Disclaimer: Harry Potter and The Odyssey are not mine. Nor will they ever be, unfortunately. I simply borrowed them.
She likes him because he has direction.
No- that's wrong. She loves him because he has direction.
It's a hard thing to have in times like these. After all, who do you believe? The government, the backbone of the whole world around you, or the man you've always known to be the most brilliant madman of their age? She's split on the whole thing, and thanks God all the time that there's at least one person who thinks he knows what he's talking about.
It's not that she believes what he believes to be right by any means. In fact, every day things are starting to look more and more against him. But he has resolve; he'll go down with his ship, and she admires that.
His is a strength that one wouldn't expect, because nobody expects anything from a redheaded kid with glasses, even if he isn't a kid anymore. She sees it every week when she brings burnt casserole to his drippy flat. The remains from last week are always left in the fridge, and he looks a lot thinner than he used to back when they were at Hogwarts. She always asks him why he doesn't eat, and he always replies that he'll get to it as soon as his work is done.
She doesn't like the huge menacing pile of work that he always has to carry around with him. It never seems to get any smaller, and she can see it's breaking him into pieces. She knows she can't help him, though- business is business. He slaves and he slaves, and he's almost like one of those cartoons of the men chained to their desks.
She's taken to smoking cigarettes to give her hands something to do (because he won't let her stroke his hair any more) and she's taken to drinking coffee to give her mouth something to do (because he simply can't be bothered with talking and he most definitely hasn't got time for kisses). This is causing her to lose sleep, but it isn't as though thoughts of him don't do that anyway.
She's been asked why she stays with him. After all, she's young and has a promising career ahead of her.
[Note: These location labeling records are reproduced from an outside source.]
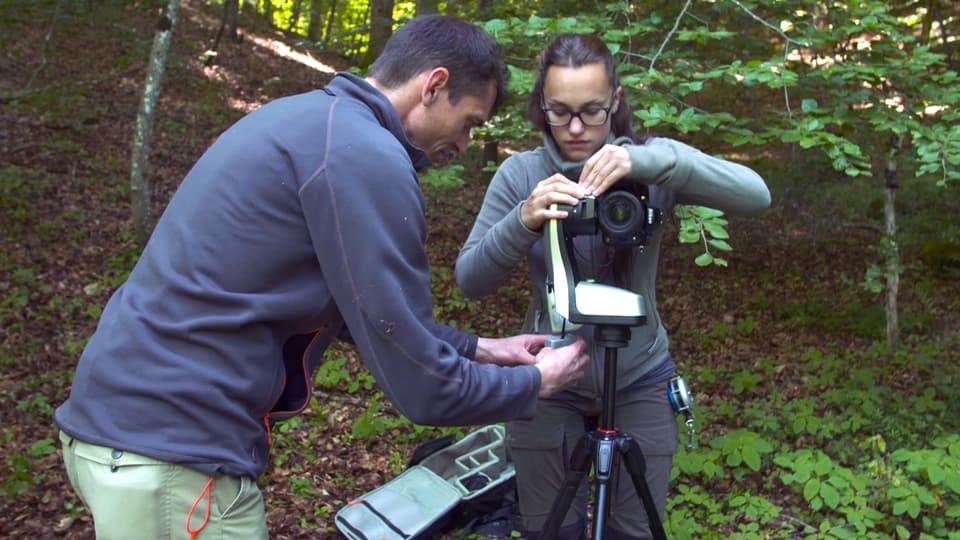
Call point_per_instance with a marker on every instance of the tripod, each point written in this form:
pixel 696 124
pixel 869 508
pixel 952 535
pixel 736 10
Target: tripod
pixel 602 447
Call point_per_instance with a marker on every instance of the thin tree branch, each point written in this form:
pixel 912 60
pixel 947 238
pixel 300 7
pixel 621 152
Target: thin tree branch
pixel 786 48
pixel 43 50
pixel 666 40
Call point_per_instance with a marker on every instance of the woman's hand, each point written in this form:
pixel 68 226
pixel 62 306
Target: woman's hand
pixel 556 189
pixel 605 168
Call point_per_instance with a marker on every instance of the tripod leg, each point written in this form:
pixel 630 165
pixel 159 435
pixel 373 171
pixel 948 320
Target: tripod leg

She could have been a Quidditch star, or a singer on the Wizarding Wireless, or even an auror or schoolteacher if she really wanted to. She always replies, with fierce conviction, that she loves him, she loves him. And she says it over and over until she knows that it really is true, and she is more than happy to accept it.
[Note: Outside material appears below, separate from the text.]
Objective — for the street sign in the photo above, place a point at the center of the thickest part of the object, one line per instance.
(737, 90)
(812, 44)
When he realizes, one day, that his direction might be the wrong direction, he'll be a broken man for a while. It might be days, or weeks, or even years. He'll see his life as a shambles, because his unwavering belief is all that he thinks he has. But she has unwavering belief too, he'll find.
After all, the Penelope of legend waited twenty faithful years for her husband Odysseus to come home to her. And this Penelope would be no different in waiting for her Percy to do the same.